Was it accurate that Joe Rogan took a horse medication versus a human medication? Did CNN lie?

As you know, The Cargo Cult Scientist is interested in the truth and how we get at it. What we know in this case is that Joe took an Ivermectin drug prescribed by his doctor. We know that CNN people said that Joe took a horse medication. If (and we don't know this) Joe took Stromectol, we could ask CNN a different question. Is Stromectol a horse medication. If they say yes, then the onus is upon them to prove that point. The argument they will make will be that Ivermectin is the active ingredient used to treat horses for parasites. We would then be arguing whether or not an active ingredient is the same as a drug. 

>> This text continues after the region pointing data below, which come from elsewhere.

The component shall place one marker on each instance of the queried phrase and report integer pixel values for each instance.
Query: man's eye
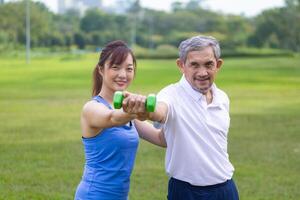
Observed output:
(209, 65)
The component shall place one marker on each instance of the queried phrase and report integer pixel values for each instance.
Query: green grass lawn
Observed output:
(40, 139)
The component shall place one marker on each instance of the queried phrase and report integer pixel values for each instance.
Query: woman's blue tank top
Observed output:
(109, 162)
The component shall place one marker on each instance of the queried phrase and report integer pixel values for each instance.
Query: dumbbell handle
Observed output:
(150, 101)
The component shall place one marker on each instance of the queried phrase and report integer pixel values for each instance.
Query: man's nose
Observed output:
(202, 71)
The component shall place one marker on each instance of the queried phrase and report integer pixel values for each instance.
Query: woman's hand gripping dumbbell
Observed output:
(149, 104)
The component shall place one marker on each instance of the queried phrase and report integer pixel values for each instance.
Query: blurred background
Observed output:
(48, 50)
(154, 31)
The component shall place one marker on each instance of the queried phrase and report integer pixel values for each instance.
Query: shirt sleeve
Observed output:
(165, 97)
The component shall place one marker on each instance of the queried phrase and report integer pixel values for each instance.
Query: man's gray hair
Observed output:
(198, 43)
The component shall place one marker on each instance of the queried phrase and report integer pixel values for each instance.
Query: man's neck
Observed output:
(208, 96)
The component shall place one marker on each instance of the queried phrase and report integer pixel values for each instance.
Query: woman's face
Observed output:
(118, 77)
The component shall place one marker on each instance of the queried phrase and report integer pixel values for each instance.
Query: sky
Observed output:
(246, 7)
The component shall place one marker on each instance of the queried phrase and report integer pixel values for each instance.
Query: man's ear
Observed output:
(219, 64)
(180, 65)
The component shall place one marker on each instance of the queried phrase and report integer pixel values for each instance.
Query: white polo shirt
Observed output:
(196, 134)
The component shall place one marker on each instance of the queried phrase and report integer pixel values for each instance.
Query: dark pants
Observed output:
(180, 190)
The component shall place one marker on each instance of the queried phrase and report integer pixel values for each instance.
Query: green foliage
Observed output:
(40, 139)
(274, 28)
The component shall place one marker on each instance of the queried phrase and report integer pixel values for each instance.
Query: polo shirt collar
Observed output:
(198, 96)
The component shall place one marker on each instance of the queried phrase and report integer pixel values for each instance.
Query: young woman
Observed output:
(110, 137)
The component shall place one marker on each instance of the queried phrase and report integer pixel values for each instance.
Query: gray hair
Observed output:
(197, 43)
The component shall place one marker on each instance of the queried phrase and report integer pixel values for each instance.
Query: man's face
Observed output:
(200, 68)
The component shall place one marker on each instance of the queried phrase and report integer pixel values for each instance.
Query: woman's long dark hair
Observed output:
(115, 52)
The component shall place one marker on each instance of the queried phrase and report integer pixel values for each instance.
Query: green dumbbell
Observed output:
(150, 101)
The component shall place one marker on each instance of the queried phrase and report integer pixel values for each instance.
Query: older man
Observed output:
(194, 115)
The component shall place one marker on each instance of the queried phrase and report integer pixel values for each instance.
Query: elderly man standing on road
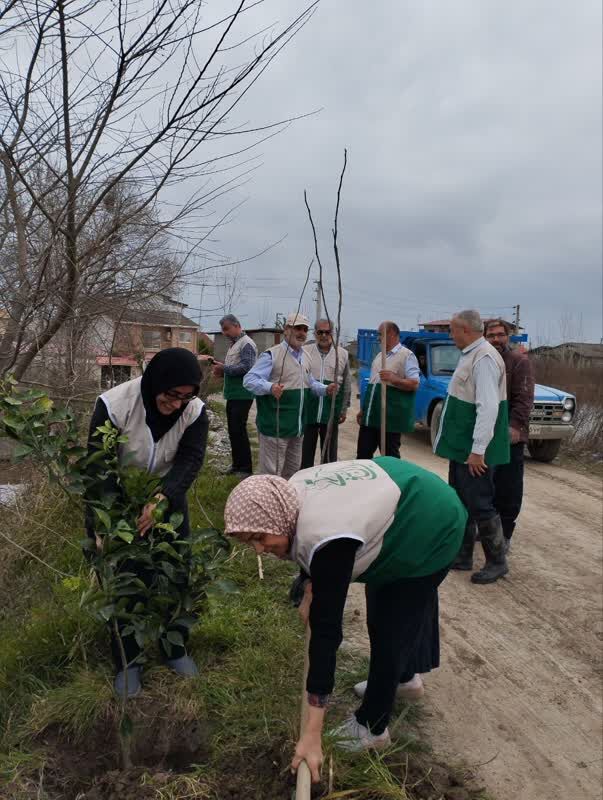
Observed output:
(323, 360)
(402, 377)
(280, 380)
(474, 436)
(240, 358)
(508, 478)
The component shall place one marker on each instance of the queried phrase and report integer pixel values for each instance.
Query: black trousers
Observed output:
(311, 434)
(475, 493)
(508, 486)
(237, 412)
(403, 627)
(369, 440)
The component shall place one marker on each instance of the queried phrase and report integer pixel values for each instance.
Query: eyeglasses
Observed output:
(173, 395)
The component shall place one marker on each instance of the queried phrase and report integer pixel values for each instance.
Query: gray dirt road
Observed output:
(519, 689)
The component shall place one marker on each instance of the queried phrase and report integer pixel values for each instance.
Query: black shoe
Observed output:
(490, 572)
(237, 473)
(183, 666)
(463, 563)
(493, 542)
(134, 685)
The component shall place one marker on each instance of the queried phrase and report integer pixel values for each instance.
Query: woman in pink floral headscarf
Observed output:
(384, 522)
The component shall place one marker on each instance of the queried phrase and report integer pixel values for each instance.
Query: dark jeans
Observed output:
(369, 440)
(508, 485)
(475, 493)
(403, 627)
(311, 434)
(237, 412)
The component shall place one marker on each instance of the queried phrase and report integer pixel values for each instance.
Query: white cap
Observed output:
(297, 319)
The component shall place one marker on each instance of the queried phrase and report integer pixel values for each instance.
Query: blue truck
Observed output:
(437, 354)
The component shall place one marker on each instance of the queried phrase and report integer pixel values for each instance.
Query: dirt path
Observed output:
(519, 689)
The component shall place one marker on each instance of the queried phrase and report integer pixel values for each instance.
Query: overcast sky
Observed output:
(474, 178)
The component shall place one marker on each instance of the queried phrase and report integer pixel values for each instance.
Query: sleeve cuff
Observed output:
(318, 700)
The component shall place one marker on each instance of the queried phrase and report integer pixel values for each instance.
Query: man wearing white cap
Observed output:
(280, 380)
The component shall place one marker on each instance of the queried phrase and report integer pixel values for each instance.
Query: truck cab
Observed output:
(550, 419)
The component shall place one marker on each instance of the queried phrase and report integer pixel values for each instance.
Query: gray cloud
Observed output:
(474, 136)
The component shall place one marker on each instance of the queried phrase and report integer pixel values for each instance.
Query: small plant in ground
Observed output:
(147, 587)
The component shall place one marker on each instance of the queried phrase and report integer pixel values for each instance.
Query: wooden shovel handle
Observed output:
(304, 778)
(383, 393)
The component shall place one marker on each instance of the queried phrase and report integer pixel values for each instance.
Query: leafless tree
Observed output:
(105, 108)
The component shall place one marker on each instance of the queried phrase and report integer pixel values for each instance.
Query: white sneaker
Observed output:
(354, 737)
(411, 690)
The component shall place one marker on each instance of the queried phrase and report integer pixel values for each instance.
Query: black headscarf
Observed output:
(167, 369)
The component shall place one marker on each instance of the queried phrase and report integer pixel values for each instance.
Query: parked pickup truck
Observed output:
(551, 417)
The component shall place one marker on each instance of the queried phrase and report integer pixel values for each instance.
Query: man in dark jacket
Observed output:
(508, 478)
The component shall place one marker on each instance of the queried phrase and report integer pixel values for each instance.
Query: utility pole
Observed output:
(318, 299)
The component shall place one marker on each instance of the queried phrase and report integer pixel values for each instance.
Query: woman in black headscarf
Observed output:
(166, 427)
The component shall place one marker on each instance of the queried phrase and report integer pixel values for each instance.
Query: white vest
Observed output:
(127, 412)
(462, 383)
(333, 505)
(323, 369)
(233, 356)
(286, 369)
(395, 362)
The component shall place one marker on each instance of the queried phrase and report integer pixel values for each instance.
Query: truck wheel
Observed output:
(544, 449)
(434, 423)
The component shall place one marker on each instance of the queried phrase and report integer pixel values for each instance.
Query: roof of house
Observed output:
(447, 322)
(250, 330)
(584, 349)
(164, 318)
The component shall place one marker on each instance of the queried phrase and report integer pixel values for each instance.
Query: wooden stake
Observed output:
(303, 787)
(383, 391)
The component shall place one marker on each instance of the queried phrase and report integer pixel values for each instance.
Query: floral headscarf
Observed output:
(262, 504)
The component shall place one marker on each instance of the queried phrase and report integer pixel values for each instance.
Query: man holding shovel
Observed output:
(383, 522)
(401, 375)
(281, 380)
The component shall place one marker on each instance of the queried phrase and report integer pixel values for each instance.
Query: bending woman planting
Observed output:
(383, 522)
(166, 428)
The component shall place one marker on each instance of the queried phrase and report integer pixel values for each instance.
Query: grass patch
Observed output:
(225, 735)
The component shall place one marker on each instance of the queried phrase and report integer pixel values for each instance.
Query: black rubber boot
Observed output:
(493, 542)
(464, 559)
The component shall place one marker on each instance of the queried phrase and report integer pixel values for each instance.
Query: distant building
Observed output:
(127, 340)
(582, 354)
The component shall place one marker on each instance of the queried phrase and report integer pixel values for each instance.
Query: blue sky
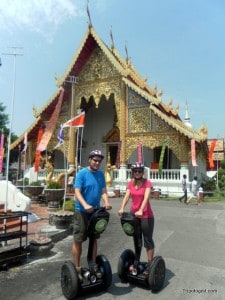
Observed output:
(178, 44)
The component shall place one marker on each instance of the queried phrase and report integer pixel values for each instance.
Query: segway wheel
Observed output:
(157, 274)
(69, 280)
(106, 270)
(125, 261)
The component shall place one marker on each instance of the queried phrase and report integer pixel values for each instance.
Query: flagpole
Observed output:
(77, 149)
(14, 54)
(82, 130)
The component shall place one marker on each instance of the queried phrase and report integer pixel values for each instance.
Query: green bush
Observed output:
(54, 185)
(35, 183)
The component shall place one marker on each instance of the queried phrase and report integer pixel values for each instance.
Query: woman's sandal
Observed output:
(132, 269)
(146, 271)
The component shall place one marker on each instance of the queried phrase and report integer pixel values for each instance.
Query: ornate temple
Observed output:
(121, 110)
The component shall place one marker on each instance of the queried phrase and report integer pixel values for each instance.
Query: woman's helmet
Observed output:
(137, 166)
(96, 153)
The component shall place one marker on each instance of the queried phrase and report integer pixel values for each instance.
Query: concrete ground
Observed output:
(190, 238)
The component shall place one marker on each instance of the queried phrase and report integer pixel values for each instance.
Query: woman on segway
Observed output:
(139, 190)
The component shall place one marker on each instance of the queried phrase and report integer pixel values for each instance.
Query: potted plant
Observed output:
(34, 189)
(41, 245)
(54, 193)
(63, 218)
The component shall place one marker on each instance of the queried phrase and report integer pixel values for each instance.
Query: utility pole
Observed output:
(14, 52)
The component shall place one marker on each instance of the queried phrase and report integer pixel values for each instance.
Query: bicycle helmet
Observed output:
(137, 165)
(96, 153)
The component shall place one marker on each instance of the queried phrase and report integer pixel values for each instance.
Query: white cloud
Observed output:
(41, 16)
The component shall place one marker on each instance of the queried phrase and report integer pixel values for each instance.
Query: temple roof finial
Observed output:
(89, 16)
(187, 118)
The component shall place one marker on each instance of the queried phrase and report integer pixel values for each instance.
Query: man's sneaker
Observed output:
(97, 271)
(79, 273)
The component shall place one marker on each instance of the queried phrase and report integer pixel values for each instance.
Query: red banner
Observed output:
(77, 121)
(51, 124)
(38, 153)
(193, 153)
(212, 147)
(139, 152)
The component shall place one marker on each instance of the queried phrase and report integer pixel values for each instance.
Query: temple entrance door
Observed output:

Why does it matter? We human beings have different ways of dealing with the truth. If it suits our narrative we eagerly accept the truth and use it to make people think positively about our narrative. If it does not suit our narrative we downplay the truth. We find ways to discredit the truth. If we are clever we can fool people into focusing on the positive nature of our narrative while ignoring the negative impact the truth has upon our narrative.

This is a major factor in the Cargo Cult thought process.  If the positive aspects of the narrative outweighs the negative aspects of the truth, people will accept the narrative. 

"I think that there's a lot of people more concerned about being precisely, factually, and semantically correct than about being morally right." -Alexandria Ocasio Cortez

There is a reason why the scientific method has provided the world with so much. Human selfishness gets some people more than their fair share. It can also lead to a lifetime of unhappiness. Science only seeks to know the truth. Facts are used as tools to learn, not to manipulate the understanding of others. Being concerned about what is "morally right" is the purview of scoundrels. 

Joe Rogan put Sanjay Gupta on the spot. He didn't ask Gupta if CNN had lied. He told Gupta that CNN lied and he asked if that bothered him. Gupta finally had to admit, "They shouldn't have said that." In other words, a news agency should not intentionally lie. True.